One of the zones (zone 1) will be excluded from the trial because it was used as the site for the pilot study. In zones 2-7 there are 59 women’s groups organized within the villages, which will serve as the cluster and source of recruitment for the study.
Staff not working for the project at Johns Hopkins Bloomberg School of Public Health will randomize women’s groups in zones 2-7 into the intervention and control condition using approximately a 1:1 allocation ratio through a random number generator in the Stata. The allocation of villages to intervention and control condition will be concealed from the local research assistants.
Intervention (Nguvu) Arm: Participants will have access to the Nguvu intervention, which is an 8-week program that integrates advocacy and empowerment counseling with cognitive processing therapy. The intervention was developed from previous programs evaluated in survivors of sexual and gender-based violence and adapted through formative research conducted in Nyarugusu refugee camp. The intervention consists of weekly sessions over the course of 8 weeks (1 individual session followed by 7 group sessions). Sessions 1 and 8 are the advocacy sessions, which focus on developing a safety plan and discussing issues surrounding intimate partner violence and psychological distress. Sessions 2-7 are the cognitive processing therapy sessions that introduce concepts and the relationship between thoughts and feelings and teach participants skills to identify stuck thoughts and introduce skills to change thinking errors as a means to improve feelings and reduce psychological stress.
Comparison group: Participants will receive standard mental health and protection services during the trial period. Protection services include gender-based violence prevention and response services provided by the International Rescue Committee in Nyarugusu camp. The mental health services are provided primarily through the health sector, primarily provided by the Tanzania Red Cross, and some psychosocial services are offered through the protection sector.

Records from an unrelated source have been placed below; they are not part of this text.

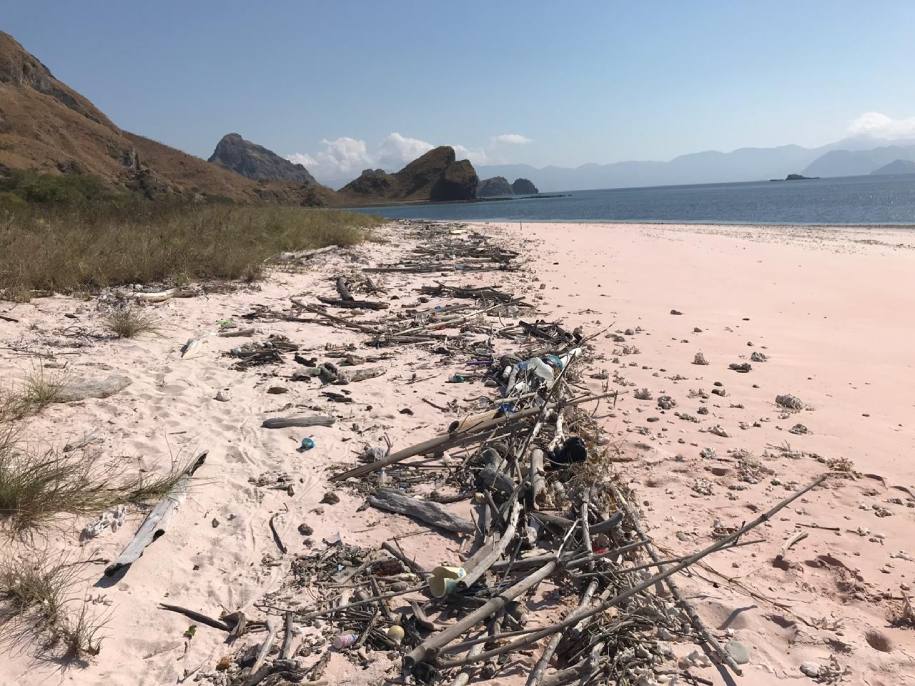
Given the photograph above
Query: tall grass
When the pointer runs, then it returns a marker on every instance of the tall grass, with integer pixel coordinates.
(127, 322)
(38, 485)
(35, 607)
(85, 247)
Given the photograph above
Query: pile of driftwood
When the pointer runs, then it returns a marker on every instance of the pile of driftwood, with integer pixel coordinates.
(547, 510)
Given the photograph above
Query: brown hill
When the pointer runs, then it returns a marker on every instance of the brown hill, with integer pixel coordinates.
(47, 126)
(435, 176)
(257, 162)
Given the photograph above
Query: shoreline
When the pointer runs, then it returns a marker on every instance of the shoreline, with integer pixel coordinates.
(824, 313)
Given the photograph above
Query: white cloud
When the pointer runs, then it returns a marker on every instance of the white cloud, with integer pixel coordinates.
(511, 139)
(475, 156)
(341, 160)
(879, 125)
(396, 150)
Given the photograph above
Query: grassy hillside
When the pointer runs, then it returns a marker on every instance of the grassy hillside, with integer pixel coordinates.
(84, 246)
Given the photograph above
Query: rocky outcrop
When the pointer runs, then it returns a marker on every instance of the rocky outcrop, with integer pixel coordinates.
(257, 162)
(436, 176)
(895, 167)
(524, 187)
(494, 187)
(47, 127)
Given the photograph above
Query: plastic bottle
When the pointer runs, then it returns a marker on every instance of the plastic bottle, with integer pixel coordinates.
(344, 641)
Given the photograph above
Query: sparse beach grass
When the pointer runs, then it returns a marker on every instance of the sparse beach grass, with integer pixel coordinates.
(37, 486)
(87, 247)
(36, 608)
(129, 322)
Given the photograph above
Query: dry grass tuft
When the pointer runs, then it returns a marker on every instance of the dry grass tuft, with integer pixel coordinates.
(39, 389)
(36, 487)
(128, 322)
(35, 595)
(90, 247)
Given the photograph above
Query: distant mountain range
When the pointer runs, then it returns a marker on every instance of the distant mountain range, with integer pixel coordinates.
(848, 157)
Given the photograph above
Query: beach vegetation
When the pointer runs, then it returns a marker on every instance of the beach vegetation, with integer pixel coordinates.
(129, 322)
(37, 607)
(84, 247)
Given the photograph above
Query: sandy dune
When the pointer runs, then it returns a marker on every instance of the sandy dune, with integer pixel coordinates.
(831, 309)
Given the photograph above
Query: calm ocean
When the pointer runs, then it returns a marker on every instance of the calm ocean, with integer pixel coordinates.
(849, 200)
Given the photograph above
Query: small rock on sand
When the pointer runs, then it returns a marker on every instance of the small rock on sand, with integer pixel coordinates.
(738, 652)
(330, 498)
(81, 389)
(811, 669)
(789, 402)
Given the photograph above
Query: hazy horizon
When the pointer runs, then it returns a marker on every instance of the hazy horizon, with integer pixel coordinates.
(349, 86)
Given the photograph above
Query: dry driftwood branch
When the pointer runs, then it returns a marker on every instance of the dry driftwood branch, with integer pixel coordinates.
(698, 625)
(287, 649)
(413, 565)
(286, 422)
(276, 534)
(436, 443)
(343, 289)
(392, 500)
(534, 635)
(442, 441)
(497, 551)
(431, 645)
(537, 674)
(197, 616)
(536, 477)
(314, 614)
(156, 297)
(273, 625)
(154, 524)
(354, 304)
(301, 255)
(81, 389)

Participants in both groups are followed up after 9 and 20 weeks.
Intervention type
Behavioural
Primary outcome measure
Primary outcome measures as of 07/11/2018:
1. Relevance of the intervention and research protocols
1.1. To determine whether psychological distress is a prevalent problem that is prioritized by women affected by intimate partner violence in refugee settings
1.2. To evaluate the validity and reliability of mental health, violence and functioning outcome measures in the study population
2. Acceptability of the intervention and research protocols
2.1. Participant retention in intervention sessions and research interviews (75% of intervention sessions attended, on average; 85% retention in post-treatment assessment)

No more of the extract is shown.